Jagannathan, N., Emmanuel, G., Arnott, J., J. Mach, K.J., Bamzai-Dodson, A., Goodrich, K., Meyer, R., Neff, M., Sjostrom, K.D.,  Timm, K.M.F., Turnhout, E.,  Wong-Parodi, G., Bednarek, A.T., Meadow, A., Dewulf, A.,  Kirchhoff, C.J., Moss, R.H., Nichols, L., Oldach, E., Lemos, M.C., Klenk, N. (2023) A research agenda for the science of actionable knowledge: Drawing from a review of the most misguided to the most enlightened claims in the science-policy interface literature. Environmental Science & Policy, 144 :174-186.  https://doi.org/10.1016/j.envsci.2023.03.004.

Abstract

Linking science with action affords a prime opportunity to leverage greater societal impact from research and increase the use of evidence in decision-making. Success in these areas depends critically upon processes of producing and mobilizing knowledge, as well as supporting and making decisions. For decades, scholars have idealized and described these social processes in different ways, resulting in numerous assumptions that now variously guide engagements at the interface of science and society. We systematically catalog these assumptions based on prior research on the science-policy interface, and further distill them into a set of 26 claims. We then elicit expert perspectives (n = 16) about these claims to assess the extent to which they are accurate or merit further examination. Out of this process, we construct a research agenda to motivate future scientific research on actionable knowledge, prioritizing areas that experts identified as critical gaps in understanding of the science-society interface. The resulting agenda focuses on how to define success, support intermediaries, build trust, and evaluate the importance of consensus and its alternatives – all in the diverse contexts of science-society-decision-making interactions. We further raise questions about the centrality of knowledge in these interactions, discussing how a governance lens might be generative of efforts to support more equitable processes and outcomes. We offer these suggestions with hopes of furthering the science of actionable knowledge as a transdisciplinary area of inquiry.

Using a systematic review this paper produces a conceptual framework of the Science-Policy Interface (SPI) and 26 associated claims about the 5 characteristics of SPI: SPI assumptions, Meaning of SPI, SPI structure, Engagement processes in SPI, and SPI outcomes. Interviews with SPI experts identified the most misguided claims (=6), the most enlightened claims (=5) and those claims that warranted further research (=5).

This paper is useful for anyone working at the science to policy interface (i.e. some international research impact networks including UPEN in the UK, Vincula in Chile and ARIN on the African continent). While the most enlightened claims are not a surprise, what is surprising is some claims that we have heard to be true but deemed to be misguided. For example, the literature review identified evidence saying that researchers are apolitical actors in the SPI but this claim is deemed to be misguided by experts.

Scientists not being apolitical – shocker!

See below for five more misguided claims:

  1. The processes that take place within SPIs facilitate a linear flow of knowledge from scientists to policymakers.
  2. Science can often prevent policy failures.
  3. Science communication is the determining factor in the success of SPIs.
  4. Policymakers believe scientific knowledge is necessary for improved decisions.
  5. Policymakers are accepting recipients of scientific knowledge.

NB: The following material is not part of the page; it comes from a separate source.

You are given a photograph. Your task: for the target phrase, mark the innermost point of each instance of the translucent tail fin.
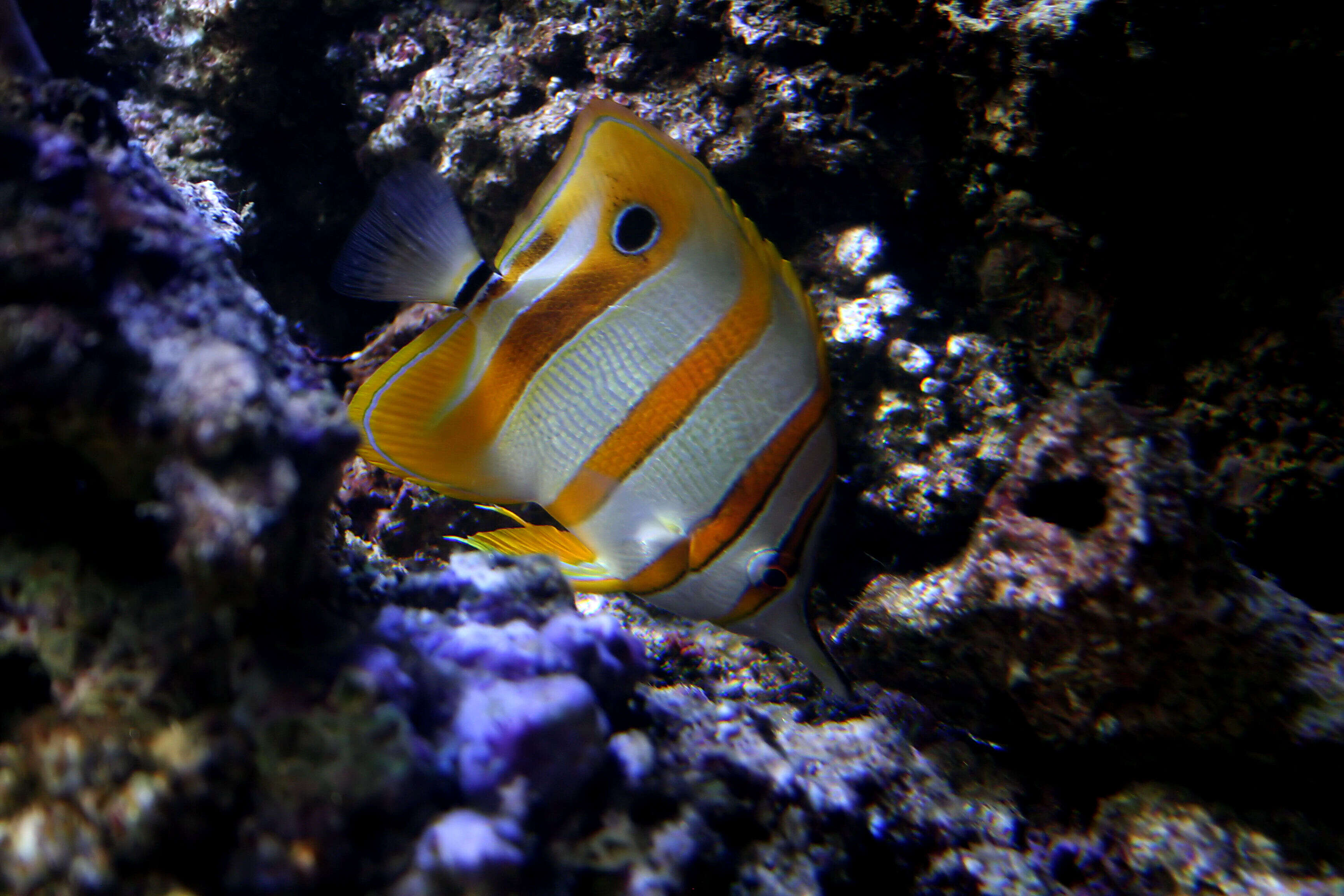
(410, 246)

The one that draws my attention is about science communication. The paper speaks to co-production as being understood but also, “as the review of the SPI literature illustrates, power, tension, conflict, and difference are central concerns and dimensions of knowledge co-production.”

We know from knowledge mobilization literature that dissemination (=science communications) is necessary but not sufficient to inform change. Co-production/engagement methods which include communications/dissemination are more effective likely also at the SPI. But they are also subject to issues of power and conflict.

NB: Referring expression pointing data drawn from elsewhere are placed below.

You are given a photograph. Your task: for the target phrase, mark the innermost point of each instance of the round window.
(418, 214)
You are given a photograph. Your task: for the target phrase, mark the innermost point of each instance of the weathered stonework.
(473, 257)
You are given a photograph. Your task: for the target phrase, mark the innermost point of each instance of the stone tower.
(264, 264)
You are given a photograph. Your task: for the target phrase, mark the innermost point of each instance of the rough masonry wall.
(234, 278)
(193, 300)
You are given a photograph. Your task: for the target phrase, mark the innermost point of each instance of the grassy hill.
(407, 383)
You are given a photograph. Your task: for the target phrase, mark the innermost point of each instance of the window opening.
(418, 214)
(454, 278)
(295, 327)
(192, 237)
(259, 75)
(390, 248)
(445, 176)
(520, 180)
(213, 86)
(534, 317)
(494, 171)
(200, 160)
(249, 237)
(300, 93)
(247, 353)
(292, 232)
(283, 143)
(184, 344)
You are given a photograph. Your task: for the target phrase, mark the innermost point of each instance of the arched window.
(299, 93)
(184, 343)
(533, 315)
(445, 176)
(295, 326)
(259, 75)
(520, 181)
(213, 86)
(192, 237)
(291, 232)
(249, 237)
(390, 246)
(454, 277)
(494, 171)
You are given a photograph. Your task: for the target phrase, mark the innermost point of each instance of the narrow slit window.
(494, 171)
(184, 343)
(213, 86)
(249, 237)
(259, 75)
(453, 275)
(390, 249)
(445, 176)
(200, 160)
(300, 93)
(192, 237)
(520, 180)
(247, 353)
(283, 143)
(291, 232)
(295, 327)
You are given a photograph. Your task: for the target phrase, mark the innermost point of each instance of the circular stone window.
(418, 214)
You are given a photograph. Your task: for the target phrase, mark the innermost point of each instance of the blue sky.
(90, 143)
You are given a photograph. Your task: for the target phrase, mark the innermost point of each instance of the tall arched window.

And finally, what I find interesting is that three of the five most enlightened claims are also claims that the experts identified as needing more research. These include:

  1. SPIs need intermediaries (i.e. boundary spanners) that bridge the functional divide between scientists and policy-makers.
  2. SPIs encourage collaborations and social learning across a range of knowledge and value systems.
  3. SPIs that are successful support the building of trust in science.

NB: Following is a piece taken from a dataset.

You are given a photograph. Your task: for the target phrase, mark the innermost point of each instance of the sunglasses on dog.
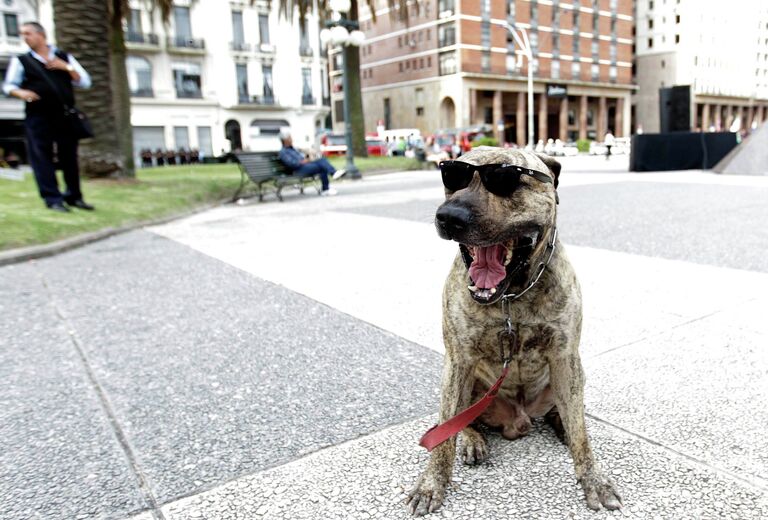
(499, 179)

And finally (the final finally) the article identified four elements of an SPI research agenda and there are sub-questions under each of four priority areas:

  1. Evaluating success of actionable knowledge
  2. Supporting intermediaries in facilitating science-society engagements
  3. Examining whether and how trust about knowledge is built
  4. Exploring the role of consensus in science-society engagements

Questions for brokers:

  1. In your opinion which of the five misguided claims is most surprising and why?
  2. Who has the power in SPI: the policymaker who can fund research and use it or the researcher who can do the research and produce the evidence?
  3. Why are three of the most enlightened claims also three of the claims that need more research?

Research Impact Canada is producing this journal club series to make evidence on knowledge mobilization more accessible to knowledge brokers and to facilitate discussion about research on knowledge mobilization. It is designed for knowledge brokers and other parties interested in knowledge mobilization.